Тана Бельская заранее намеревалась прибыть на железнодорожный вокзал и вообще в Киев по дамским стильным делам, квартирным, там, хлопотам в Дарнице. Для чего за компанию захватила с собой, усадила за руль "девятки" Инессу Гойценю. Никаких тут проблем, бытовых вопросов к старой тачке с белорусскими номерами и к трем девушкам, прибывшими в Украину с благочестивыми, как сказано, целями. Отбыли они втроем с Вольгой загодя до Змитера и Евгена.
Обоих партнеров прислуга поселила на третьем гостевом этаже. Вдвоем без особого почтения, если туалетная комната для них в конце коридора. Встречают-то незнакомцев вовсе не популярно по одежке из устарелой поговорки. Но, исходя из первого впечатления. А таковое зачастую определяют престижность средства передвижения в пространстве-времени или безапелляционность манер и поведения.

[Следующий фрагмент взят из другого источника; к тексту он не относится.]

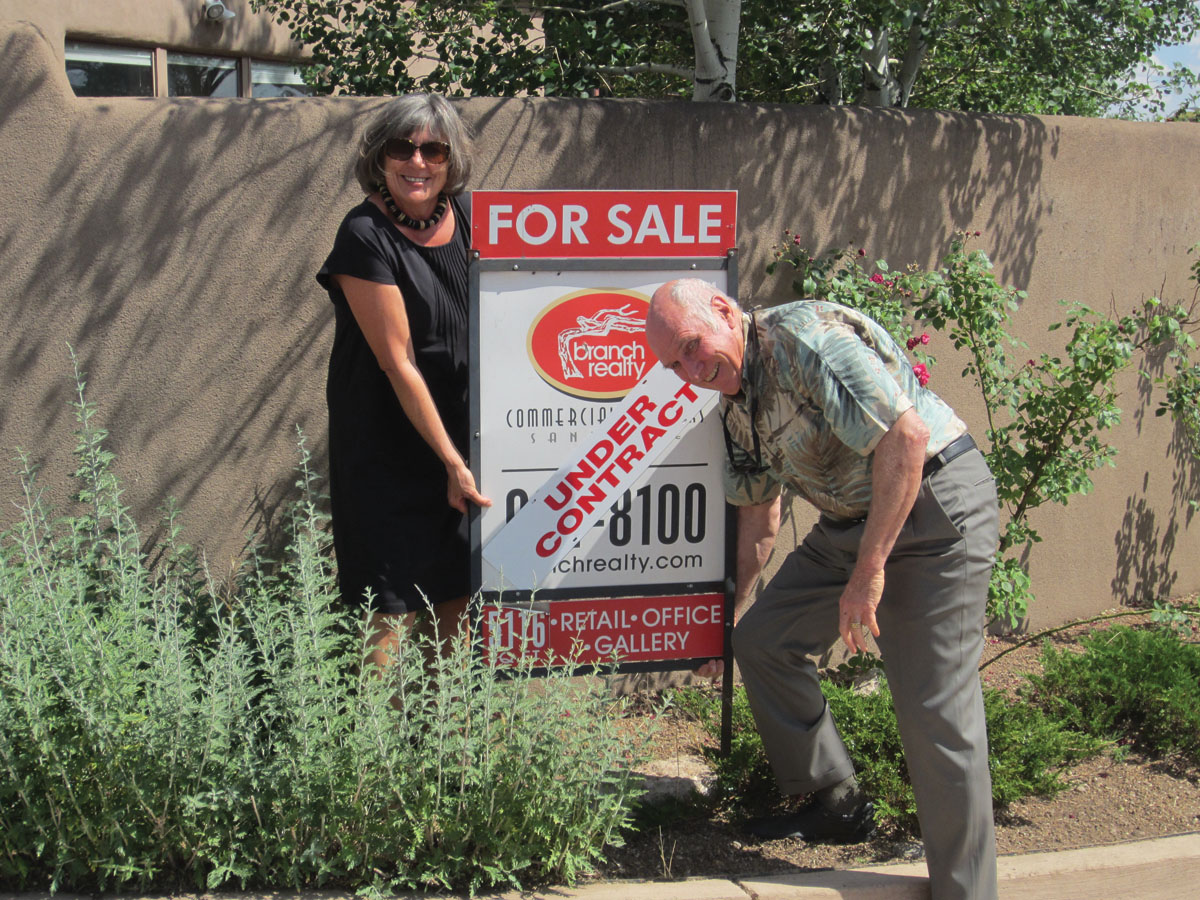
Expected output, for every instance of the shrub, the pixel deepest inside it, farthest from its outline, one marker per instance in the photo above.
(1135, 685)
(160, 730)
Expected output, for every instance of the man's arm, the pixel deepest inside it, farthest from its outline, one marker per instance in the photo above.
(895, 480)
(757, 527)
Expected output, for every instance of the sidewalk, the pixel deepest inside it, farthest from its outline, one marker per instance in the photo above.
(1161, 869)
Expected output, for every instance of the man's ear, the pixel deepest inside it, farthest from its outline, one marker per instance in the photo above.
(724, 310)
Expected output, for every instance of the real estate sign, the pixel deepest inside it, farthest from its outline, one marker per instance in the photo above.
(607, 540)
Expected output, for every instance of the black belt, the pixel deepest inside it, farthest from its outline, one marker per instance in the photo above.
(951, 451)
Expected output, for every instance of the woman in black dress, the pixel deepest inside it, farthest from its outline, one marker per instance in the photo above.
(399, 373)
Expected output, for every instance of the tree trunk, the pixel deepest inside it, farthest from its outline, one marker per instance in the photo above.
(714, 34)
(880, 89)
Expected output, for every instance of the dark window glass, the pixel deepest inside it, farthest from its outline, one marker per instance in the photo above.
(190, 76)
(276, 79)
(101, 71)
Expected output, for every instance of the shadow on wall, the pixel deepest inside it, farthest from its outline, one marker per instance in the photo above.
(173, 245)
(898, 184)
(1146, 541)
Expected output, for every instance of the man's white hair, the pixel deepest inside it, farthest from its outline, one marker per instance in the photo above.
(694, 297)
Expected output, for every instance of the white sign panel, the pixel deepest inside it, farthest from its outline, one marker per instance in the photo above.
(559, 352)
(657, 413)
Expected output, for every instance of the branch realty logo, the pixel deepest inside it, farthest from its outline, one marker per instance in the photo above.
(592, 343)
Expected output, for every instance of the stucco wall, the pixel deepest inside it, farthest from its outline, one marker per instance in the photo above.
(173, 243)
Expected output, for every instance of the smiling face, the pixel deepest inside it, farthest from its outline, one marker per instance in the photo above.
(705, 353)
(415, 183)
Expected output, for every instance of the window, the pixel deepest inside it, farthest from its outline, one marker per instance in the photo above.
(276, 79)
(97, 70)
(191, 76)
(100, 71)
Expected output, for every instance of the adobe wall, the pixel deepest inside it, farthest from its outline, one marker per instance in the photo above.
(172, 244)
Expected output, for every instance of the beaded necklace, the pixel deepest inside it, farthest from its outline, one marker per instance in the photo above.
(408, 221)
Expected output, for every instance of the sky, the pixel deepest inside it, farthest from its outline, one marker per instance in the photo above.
(1188, 54)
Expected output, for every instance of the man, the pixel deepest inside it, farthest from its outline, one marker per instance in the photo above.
(820, 399)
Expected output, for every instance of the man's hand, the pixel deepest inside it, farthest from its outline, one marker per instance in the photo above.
(757, 527)
(857, 609)
(895, 480)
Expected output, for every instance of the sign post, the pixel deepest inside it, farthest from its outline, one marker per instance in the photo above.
(607, 541)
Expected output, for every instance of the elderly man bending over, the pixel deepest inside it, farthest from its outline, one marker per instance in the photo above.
(820, 399)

Евген Печанский к особенному гостевому статусу не апеллировал, шибко не взывал. Сойдет на два-три дня. В противоположность панне Бельской. Она тотчас по прибытии безошибочно сориентировалась, определилась. С порога и с дальней дороги истребовала отдельную спальню с туалетом.
"Вось так, ― определил Змитер Дымкин, ― нам на двоих, а ее в одиночку, как в Американке". Для твердой памяти он также внес запись, что бежали они из тюрьмы в ночь с понедельника на вторник 23 августа.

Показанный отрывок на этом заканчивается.